In this case, it is alleged by the prosecution that NOA committed the offence[s] of [insert offences].[1] S/he has pleaded "not guilty", and so it is for you, and you alone, to decide whether s/he is guilty or not guilty of [this/these] crime[s].

You do that by deciding what the facts are in this case. As I have told you, you are the only ones in this court who can make a decision about the facts. You make that decision from all of the evidence that has been given during the trial.

You then apply the law to the facts that you have found, and decide whether the accused is guilty or not guilty of the offence[s] charged.

Review of the Role of the Judge

It is my role, as the judge, to explain to you the principles of law that you must apply to make your decision. You must accept and follow all of those directions.

I want to emphasise again that it is not my responsibility to decide this case – that is your role. The verdict that you return has absolutely nothing to do with me. So while you must follow any directions I give you about the law, you are not bound by any comments I may make about the facts.

As I told you at the start of the trial, it is unlikely that I will make any comments about the evidence. If I do make a comment about the evidence, you must not give it any extra weight because I, as the judge, have made that comment. You must disregard any comment I make about the evidence, unless you agree with that view after making own independent assessment of the evidence. That is what I mean when I say that you alone are the judges of the facts in this case.
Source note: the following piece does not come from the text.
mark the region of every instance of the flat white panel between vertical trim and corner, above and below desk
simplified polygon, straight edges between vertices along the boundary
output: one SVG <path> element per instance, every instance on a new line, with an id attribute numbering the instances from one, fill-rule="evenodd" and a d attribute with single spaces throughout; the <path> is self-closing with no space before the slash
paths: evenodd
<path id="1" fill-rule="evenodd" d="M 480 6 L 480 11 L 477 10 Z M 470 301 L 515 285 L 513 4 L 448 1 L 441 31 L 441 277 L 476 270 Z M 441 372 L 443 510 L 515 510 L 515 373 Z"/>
Review of the Role of Counsel

Throughout the trial, counsel have presented the prosecution and defence cases. While their comments and arguments have been designed to assist you to reach your decision, you also do not need to accept what they have said. Of course, if you agree with an argument they have presented, you can adopt it. But if you do not agree with their view, you must put it aside.


[1] This charge is drafted for cases involving one accused. If the case involves multiple accused, it will need to be modified accordingly.